Feminism tells us ‘we can have it all.’ Is this possible? Even if it is possible, should we have it all?
Feminism after World War Two told women to leave the home and have a career. Now it’s more of a relaxed approach where domestic arts are not frowned upon, and feminists believe in the importance of marriage and motherhood. It’s even trendy now to be domestic. Today it’s cute and desirable to be a woman who bakes bread, knits, and throws Pinterest-worthy birthday parties for her kids.
Now we see the post World War Two career woman married to the domestically cute wife and mother. We have to be both. Do it all and be it all. The social pressure is high to become a one woman juggling act and add one more ball.

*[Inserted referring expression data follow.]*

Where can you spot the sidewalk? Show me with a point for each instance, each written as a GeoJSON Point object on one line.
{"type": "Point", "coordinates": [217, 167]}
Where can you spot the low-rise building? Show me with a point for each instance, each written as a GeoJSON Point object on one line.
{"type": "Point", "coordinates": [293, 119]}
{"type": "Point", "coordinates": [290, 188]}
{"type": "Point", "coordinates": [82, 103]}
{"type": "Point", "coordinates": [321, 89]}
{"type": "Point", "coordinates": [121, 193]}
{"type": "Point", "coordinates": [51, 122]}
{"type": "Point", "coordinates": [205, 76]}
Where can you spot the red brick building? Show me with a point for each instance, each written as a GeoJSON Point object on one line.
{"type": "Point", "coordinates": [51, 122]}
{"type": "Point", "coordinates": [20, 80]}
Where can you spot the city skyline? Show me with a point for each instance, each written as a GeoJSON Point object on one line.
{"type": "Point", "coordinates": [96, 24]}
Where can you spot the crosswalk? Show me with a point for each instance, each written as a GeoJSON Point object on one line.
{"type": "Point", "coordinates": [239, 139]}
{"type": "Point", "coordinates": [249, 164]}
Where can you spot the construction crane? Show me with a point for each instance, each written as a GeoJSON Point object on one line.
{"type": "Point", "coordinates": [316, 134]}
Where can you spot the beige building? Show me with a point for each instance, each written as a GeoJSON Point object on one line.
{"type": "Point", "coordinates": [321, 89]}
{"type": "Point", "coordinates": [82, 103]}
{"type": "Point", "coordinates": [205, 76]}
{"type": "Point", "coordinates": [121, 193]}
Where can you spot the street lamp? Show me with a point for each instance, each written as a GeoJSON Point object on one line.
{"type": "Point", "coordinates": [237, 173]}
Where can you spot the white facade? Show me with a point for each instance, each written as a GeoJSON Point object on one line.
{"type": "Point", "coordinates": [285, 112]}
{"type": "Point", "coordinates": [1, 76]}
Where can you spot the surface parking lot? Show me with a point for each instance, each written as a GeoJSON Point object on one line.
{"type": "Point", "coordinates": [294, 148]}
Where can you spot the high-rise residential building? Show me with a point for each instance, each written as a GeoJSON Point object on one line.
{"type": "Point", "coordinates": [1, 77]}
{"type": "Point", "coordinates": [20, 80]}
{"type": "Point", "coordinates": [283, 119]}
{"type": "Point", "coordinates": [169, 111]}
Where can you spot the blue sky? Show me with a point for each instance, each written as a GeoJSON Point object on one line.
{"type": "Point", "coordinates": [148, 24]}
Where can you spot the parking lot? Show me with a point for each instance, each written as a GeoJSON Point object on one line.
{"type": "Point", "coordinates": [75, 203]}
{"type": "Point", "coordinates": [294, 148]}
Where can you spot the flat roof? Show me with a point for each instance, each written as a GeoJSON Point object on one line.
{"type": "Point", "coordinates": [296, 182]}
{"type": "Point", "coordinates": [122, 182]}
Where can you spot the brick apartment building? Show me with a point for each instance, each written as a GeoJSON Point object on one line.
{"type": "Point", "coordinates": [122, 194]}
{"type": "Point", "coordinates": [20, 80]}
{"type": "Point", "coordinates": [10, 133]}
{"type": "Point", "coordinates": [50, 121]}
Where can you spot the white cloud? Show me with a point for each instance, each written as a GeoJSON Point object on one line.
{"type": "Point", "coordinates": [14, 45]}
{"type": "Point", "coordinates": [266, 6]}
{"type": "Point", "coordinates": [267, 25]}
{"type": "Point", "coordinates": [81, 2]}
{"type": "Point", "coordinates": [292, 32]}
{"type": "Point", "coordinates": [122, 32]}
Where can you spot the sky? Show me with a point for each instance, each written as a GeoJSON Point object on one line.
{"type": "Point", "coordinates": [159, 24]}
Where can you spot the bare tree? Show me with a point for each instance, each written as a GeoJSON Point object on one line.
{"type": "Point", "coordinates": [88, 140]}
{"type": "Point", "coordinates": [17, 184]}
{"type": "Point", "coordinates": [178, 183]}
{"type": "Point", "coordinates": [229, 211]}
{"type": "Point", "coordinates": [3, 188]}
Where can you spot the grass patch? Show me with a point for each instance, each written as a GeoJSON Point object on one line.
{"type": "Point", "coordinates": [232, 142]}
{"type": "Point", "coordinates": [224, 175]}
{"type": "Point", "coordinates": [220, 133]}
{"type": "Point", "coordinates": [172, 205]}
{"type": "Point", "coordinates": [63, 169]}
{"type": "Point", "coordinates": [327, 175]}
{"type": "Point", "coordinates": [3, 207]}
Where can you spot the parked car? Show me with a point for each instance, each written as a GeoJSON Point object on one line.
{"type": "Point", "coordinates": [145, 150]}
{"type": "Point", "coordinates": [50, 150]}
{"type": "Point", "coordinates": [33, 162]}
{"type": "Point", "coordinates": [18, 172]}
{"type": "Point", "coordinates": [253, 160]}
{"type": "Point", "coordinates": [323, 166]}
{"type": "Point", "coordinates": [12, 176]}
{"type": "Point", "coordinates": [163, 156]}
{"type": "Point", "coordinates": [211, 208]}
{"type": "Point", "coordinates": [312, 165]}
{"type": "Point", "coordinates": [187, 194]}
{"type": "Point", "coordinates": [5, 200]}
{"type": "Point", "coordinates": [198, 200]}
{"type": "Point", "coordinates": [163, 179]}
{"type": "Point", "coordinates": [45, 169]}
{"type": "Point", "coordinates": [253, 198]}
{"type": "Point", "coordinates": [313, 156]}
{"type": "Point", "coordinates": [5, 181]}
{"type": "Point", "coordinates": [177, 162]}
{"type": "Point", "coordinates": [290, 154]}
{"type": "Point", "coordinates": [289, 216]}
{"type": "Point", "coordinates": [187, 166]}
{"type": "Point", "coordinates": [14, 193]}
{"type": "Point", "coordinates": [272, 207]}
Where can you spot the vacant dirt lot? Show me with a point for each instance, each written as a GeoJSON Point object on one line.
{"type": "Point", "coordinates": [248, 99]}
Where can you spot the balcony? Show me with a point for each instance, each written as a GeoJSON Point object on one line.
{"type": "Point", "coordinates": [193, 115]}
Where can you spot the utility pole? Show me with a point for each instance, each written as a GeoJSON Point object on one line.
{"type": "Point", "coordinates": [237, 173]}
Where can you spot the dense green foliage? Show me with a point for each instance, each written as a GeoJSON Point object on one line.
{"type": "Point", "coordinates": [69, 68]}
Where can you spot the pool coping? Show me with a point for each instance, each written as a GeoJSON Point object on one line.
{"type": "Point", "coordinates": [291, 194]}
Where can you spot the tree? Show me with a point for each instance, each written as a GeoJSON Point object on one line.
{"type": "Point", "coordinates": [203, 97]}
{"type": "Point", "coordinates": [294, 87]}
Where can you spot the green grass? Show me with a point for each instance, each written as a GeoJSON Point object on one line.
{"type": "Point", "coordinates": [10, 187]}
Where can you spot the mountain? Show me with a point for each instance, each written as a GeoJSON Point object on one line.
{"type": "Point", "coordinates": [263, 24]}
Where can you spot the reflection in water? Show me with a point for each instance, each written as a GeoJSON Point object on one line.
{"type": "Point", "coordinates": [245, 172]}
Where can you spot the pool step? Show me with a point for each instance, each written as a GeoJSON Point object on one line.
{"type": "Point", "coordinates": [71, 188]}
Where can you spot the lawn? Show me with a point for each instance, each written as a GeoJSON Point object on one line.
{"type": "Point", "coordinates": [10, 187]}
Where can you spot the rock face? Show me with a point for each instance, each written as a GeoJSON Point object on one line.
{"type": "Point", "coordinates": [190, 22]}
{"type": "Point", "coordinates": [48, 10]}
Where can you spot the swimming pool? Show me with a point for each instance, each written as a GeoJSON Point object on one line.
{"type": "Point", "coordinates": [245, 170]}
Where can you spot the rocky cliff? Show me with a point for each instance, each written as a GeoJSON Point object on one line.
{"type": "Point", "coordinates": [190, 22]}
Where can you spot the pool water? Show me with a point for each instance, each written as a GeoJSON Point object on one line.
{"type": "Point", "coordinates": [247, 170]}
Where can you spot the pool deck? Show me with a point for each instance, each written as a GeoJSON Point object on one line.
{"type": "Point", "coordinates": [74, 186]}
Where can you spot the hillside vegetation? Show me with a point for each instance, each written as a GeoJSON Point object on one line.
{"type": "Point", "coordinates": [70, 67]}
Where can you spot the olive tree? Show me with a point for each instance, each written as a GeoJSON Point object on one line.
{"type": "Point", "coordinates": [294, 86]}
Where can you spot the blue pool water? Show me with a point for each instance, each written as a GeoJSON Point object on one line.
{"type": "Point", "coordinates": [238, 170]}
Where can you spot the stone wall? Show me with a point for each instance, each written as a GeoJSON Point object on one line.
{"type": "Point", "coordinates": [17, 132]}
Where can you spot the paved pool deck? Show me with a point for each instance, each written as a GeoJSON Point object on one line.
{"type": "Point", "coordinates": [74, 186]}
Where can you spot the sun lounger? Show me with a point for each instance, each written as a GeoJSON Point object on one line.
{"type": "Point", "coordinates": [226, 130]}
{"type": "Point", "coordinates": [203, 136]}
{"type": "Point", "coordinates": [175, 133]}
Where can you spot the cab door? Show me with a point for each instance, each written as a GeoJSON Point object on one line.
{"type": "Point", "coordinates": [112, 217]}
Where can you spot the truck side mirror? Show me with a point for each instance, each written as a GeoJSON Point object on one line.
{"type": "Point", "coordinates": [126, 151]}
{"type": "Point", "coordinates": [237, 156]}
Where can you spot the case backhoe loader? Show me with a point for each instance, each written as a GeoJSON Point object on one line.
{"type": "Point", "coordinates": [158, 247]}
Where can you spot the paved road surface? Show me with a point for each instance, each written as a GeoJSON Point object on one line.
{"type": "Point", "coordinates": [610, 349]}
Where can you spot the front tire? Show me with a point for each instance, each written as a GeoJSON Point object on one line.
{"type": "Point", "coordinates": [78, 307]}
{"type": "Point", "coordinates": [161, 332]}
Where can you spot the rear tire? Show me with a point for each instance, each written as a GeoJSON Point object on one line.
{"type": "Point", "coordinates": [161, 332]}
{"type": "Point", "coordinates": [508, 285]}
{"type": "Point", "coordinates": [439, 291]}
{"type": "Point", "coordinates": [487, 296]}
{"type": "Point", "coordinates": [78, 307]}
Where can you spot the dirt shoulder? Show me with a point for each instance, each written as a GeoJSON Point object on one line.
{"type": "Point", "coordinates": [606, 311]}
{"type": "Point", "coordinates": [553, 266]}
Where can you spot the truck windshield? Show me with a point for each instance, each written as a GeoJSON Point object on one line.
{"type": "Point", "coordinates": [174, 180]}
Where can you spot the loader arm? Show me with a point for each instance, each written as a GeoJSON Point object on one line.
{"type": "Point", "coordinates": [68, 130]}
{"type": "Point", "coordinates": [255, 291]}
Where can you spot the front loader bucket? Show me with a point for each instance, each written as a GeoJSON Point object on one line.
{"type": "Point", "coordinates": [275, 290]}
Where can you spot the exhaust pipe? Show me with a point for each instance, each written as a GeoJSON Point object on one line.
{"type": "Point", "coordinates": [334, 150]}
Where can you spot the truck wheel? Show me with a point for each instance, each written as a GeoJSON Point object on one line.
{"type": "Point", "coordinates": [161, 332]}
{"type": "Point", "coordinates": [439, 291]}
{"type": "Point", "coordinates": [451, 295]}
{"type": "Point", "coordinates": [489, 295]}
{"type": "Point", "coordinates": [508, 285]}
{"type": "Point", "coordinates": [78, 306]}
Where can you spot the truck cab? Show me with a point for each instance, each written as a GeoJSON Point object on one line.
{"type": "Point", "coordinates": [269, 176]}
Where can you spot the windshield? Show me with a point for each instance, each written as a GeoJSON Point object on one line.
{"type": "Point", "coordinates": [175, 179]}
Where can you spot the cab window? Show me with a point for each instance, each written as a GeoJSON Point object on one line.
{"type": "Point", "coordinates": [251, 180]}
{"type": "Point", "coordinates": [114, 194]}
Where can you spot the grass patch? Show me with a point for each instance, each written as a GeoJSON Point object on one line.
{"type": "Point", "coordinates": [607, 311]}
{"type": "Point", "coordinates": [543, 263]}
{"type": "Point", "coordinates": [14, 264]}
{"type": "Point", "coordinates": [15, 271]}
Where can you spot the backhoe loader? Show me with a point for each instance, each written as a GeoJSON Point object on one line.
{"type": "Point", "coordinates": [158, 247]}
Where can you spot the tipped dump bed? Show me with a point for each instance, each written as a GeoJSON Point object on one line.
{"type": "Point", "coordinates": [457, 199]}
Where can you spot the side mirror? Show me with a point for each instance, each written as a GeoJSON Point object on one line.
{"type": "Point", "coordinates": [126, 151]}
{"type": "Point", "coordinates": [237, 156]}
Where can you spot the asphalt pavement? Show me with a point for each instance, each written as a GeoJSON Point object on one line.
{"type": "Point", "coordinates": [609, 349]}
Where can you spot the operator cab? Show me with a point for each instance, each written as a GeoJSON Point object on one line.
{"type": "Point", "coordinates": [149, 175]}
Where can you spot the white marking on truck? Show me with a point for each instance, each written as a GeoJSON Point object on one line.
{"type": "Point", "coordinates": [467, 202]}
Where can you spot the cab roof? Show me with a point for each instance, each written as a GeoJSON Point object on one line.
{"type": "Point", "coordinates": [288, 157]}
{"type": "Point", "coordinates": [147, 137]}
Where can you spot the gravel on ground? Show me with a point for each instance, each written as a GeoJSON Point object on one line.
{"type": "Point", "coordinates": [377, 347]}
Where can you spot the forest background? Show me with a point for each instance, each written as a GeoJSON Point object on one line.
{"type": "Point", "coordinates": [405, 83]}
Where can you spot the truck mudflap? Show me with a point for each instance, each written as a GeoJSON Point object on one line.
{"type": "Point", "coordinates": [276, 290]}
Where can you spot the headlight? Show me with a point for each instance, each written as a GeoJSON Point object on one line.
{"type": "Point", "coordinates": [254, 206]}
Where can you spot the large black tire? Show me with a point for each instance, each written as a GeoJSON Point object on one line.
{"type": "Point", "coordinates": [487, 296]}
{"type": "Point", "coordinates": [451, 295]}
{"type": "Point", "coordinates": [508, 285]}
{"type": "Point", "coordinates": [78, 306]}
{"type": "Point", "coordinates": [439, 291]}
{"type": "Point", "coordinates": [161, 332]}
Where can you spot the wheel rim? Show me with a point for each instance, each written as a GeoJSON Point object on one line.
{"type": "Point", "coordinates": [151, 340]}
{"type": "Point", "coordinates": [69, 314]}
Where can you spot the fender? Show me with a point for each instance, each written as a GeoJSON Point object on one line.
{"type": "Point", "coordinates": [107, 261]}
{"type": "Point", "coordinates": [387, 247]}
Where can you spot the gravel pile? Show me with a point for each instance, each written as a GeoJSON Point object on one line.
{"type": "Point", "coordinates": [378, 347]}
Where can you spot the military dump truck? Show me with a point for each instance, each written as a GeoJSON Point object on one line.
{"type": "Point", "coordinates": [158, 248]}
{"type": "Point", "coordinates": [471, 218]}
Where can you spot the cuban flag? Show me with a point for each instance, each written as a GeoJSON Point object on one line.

We have to race to the top of the corporate ladder as fast as the men, be as successful outside the home as inside the home, still come home and cook healthy meals for our families, help with homework, do house chores, bake cookies, and still find time to be beautiful and skinny. Women keep pressuring women to do it all and be it all. In the feminist quest to be like (or even better) than men we’ve beat up our own sex.
The Juggling Act
Pick up the phone, women, reality is calling and she’s saying you can’t have it all. Well, you can, but something in your life will suffer. Your career might suffer, your marriage might fall apart, your children will not have your full attention, or your health might take a dive. When juggling so much it’s inevitable that something will be subpar. It’s time to stop believing the cultural lie forced on us in our fast-paced society. It’s time to lay down our pride and know we can’t do it all.
Anne-Marie Slaughter says it perfectly in her article, “Why Women Still Can’t Have It All,”
“All my life, I’d been on the other side of this exchange. I’d been the woman smiling the faintly superior smile while another woman told me she had decided to take some time out or pursue a less competitive career track so that she could spend more time with her family. I’d been the woman congratulating herself on her unswerving commitment to the feminist cause, chatting smugly with her dwindling number of college or law-school friends who had reached and maintained their place on the highest rungs of their profession. I’d been the one telling young women at my lectures that you can have it all and do it all, regardless of what field you are in. Which means I’d been part, albeit unwittingly, of making millions of women feel that they are to blame if they cannot manage to rise up the ladder as fast as men and also have a family and an active home life (and be thin and beautiful to boot).”
In his book, “Essentialism: The Disciplined Pursuit of Less,” Greg Mckeown says:
“The idea that we can have it all and do it all is not new. This myth has been peddled for so long, I believe virtually everyone alive is infected with it. It is sold in advertising. It is championed in corporations…What is new is how especially damaging this myth is today, in a time when choice and expectations have increased exponentially. It results in stressed people trying to cram yet more activities into their already over scheduled lives.”
He goes on to say:
“It’s not just the number of choices that has increased exponentially, it is also the strength and number of outside influences on our decisions that has increased….The larger issue is how our connectedness has increased the strength of social pressure. Today, technology has lowered the barrier for others to share their opinion about what we should be focusing on. It is not just information overload; it is opinion overload.”
The Weariness of it All
It’s time to stop the comparisons, judgements, and pressures among women and slow down. For Christians there is only one opinion that matters: God’s opinion. God views us through his Son, and thereby we are perfect in his sight.
God is also omnipresent (he is everywhere at once.) Just like Adam and Eve, we can still eat the forbidden fruit today and try to be like God. Yet, God knows we are not like him; he knows we are weak and limited. As such, he created sleep for us and commands us to rest.
Our God is the one who said, “Come to me all you who are weary and heavy laden and I will give you rest” (Matthew 11:28-30.) There is only one who can do it all. Jesus Christ. He is the one who took our heavy burden of sin away, and exchanged it for his light burden and easy yoke. The good news is that Jesus has already done it all. It’s finished, and now we truly have it all.